This tracing shows a baby in serious trouble.
Surprised? You might be if you thought that a fetal heart rate tracing supplied the same information as intermittent ausculation (listening) with a doppler. But electronic fetal monitoring provides a wealth of information that cannot be obtained by listening, and that allows for a more comprehensive view of fetal well being.
What information does this tracing provide? To understand, you need to know what we are looking at. We are looking at two different graphs created simultaneously by the fetal monitor. The top graph shows the fetal heart rate; the bottom graph shows the uterine contractions. The information in the top graph can only be understood in relation to the information in the bottom graph.
Let’s start with the basics:
* The baseline fetal heart rate is approximately 160 beats per minute. This is a normal fetal heart rate. Therefore, if you were listening briefly at most points during which this tracing were created, you would think that the baby was doing fine.
* There is decreased variability. We know from looking at millions of tracings that the normal fetal heart rate will created a jagged line. This is known as “variability.” As the circulatory needs of the fetus change from moment to moment, the heart rate adjusts from moment to moment. When the baby’s brain is deprived of oxygen, the heart rate will lose variability, and the line will look smoother. This heart rate tracing has lost its variability; this baby is in trouble.
There is no way to determine variability while listening, so intermittent auscultation would not alert you to this ominous development.
* There are no accelerations. A well oxygenated baby will move from time to time. That will be reflected in temporary increases in the heart rate (accelerations) lasting for fractions of a minute or more. Without a written tracing, it is difficult to determine if there are accelerations.
* There are subtle late decelerations. A deceleration is a brief decrease in heart rate. Their significance is not in how deep they are, but in where they are located in relation to the contraction. They are categorized as early (before a contraction), variable (at the peak of a contraction), or late (staring during a contraction but continuing after the contraction has ended).

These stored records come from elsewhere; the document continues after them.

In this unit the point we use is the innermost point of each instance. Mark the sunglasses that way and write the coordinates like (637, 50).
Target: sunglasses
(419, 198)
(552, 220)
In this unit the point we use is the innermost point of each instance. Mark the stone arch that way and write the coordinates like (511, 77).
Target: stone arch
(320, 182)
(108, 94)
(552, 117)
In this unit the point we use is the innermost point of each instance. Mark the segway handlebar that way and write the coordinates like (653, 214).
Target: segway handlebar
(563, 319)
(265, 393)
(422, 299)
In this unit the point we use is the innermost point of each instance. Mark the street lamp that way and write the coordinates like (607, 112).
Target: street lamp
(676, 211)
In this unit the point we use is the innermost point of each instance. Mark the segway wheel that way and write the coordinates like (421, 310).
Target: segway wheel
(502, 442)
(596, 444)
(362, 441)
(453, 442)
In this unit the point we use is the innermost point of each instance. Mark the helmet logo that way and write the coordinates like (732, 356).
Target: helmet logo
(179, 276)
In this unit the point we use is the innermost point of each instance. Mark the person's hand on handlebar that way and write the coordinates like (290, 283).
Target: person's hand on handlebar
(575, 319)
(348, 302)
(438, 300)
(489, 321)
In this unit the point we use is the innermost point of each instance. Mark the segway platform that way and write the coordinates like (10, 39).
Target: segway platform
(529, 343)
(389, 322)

The following illustration provides a clearer view of a late deceleration. Notice how the decrease in heart rate starts during the contraction and continues after the contraction has ended:
Late decelerations are an indication that the baby is not getting enough oxygen through the placenta to “hold its breath” during a contraction when the supply of oxygen is temporarily cut off. Repetitive late decelerations are an unequivocal sign of fetal distress.

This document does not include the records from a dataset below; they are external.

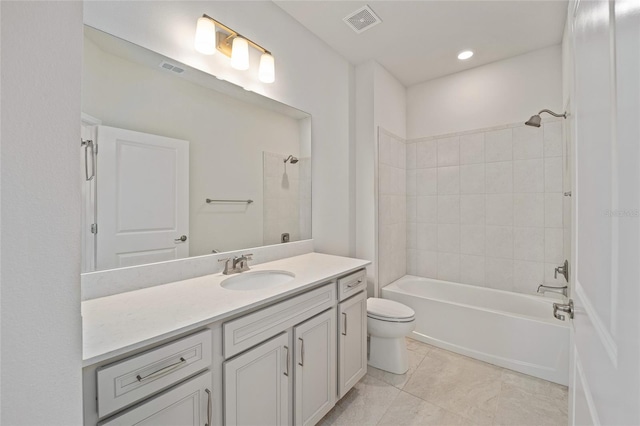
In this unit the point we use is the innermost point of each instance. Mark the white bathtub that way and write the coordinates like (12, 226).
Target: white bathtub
(514, 331)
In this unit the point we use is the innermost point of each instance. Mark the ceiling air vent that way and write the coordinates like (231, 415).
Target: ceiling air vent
(170, 67)
(362, 19)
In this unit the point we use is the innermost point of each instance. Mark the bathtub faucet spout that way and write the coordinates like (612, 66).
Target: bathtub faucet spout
(544, 288)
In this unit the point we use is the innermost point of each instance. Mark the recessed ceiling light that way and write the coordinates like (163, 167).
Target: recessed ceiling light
(465, 55)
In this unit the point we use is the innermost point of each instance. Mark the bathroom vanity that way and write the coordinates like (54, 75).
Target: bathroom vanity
(201, 351)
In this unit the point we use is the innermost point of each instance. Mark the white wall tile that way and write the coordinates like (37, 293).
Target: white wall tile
(498, 145)
(472, 148)
(499, 209)
(448, 209)
(427, 264)
(472, 209)
(411, 182)
(449, 238)
(412, 209)
(528, 244)
(553, 245)
(412, 262)
(499, 241)
(449, 267)
(427, 209)
(552, 139)
(449, 151)
(553, 174)
(427, 236)
(472, 270)
(528, 209)
(499, 177)
(426, 181)
(449, 180)
(528, 175)
(553, 210)
(410, 161)
(527, 143)
(426, 154)
(412, 231)
(527, 276)
(472, 239)
(499, 273)
(472, 179)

It is important to note that the depth of the deceleration has nothing to do with the severity of oxygen deprivation. Subtle late decelerations, such as those in the tracing at the top, are nonetheless extremely ominous.

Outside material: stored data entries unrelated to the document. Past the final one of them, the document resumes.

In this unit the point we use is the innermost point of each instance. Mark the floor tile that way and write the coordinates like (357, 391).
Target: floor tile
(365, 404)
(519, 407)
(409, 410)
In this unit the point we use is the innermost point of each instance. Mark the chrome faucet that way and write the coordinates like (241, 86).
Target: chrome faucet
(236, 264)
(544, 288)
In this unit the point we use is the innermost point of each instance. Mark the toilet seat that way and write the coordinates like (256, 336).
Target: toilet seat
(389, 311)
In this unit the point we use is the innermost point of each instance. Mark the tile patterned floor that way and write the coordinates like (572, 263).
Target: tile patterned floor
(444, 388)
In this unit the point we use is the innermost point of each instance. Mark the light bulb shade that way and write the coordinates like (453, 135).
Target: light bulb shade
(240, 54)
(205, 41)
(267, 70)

Can you hear a late deceleration with intermittent monitoring? That depends entirely on when you listen, how long you listen, and whether there are contractions during time when you are listening. The subtle late decelerations in the tracing above might be very difficult to appreciate by listening alone. That’s because the heart rate changes only by 5-10 beats per minute and only for a period of 15-20 seconds.
Notice what you don’t see:
You don’t see a bradycardia, a sustained period of abnormally low heart rate. That’s because bradycardia is often a terminal event. Most babies can tolerate long periods of significant oxygen deprivation before they die, and they may not have any bradycardias until immediately before death. On this tracing, there is never a single moment when the heart rate is outside of the normal range, but the baby is nonetheless suffering from serious oxygen deprivation.
This is almost certainly what is happening in hours before a dead baby drops into a homebirth midwife’s hands. The midwife may be intermittently listening to the baby’s heart rate, but unless she is listening for long enough AND frequently enough AND exactly at the right times AND can distinguish subtle changes in heart rate, she will be blissfully unaware that a baby is dying right in front of her.
Homebirth advocates and their midwives who insist that the baby’s heart rate was “fine” until just before delivery are completely wrong. The baby’s heart rate was not fine; they just couldn’t tell what was happening because they only listened intermittently.
Homebirth advocates and their midwives who insist that no one could have predicted that the baby would need an expert resuscitation are completely wrong. The baby was not fine; they simply couldn’t tell one way or the other.
Homebirth advocates and midwives who insist that the same thing would have happened at the hospital are completely wrong. The pattern would have been picked up, probably hours before the baby’s death, and a C-section would have been done. The baby would have been born healthy and screaming and the mother and midwife would have been fuming about the “unnecessary” C-section.
Homebirth advocates and midwives who insist that intermittent monitoring is just as safe as electronic monitoring are completely wrong. If you can’t pick up subtle changes in heart rate, you can’t diagnose and treat fetal distress early, before the baby’s brain has been permanently damaged.
Look at the tracing above again. Ask yourself:
Could you (or anyone) hear that heart rate pattern?
If not, then you can understand how very easy it is to listen intermittently to a “normal” heart rate, and then unexpectedly have a dead baby drop into your hands.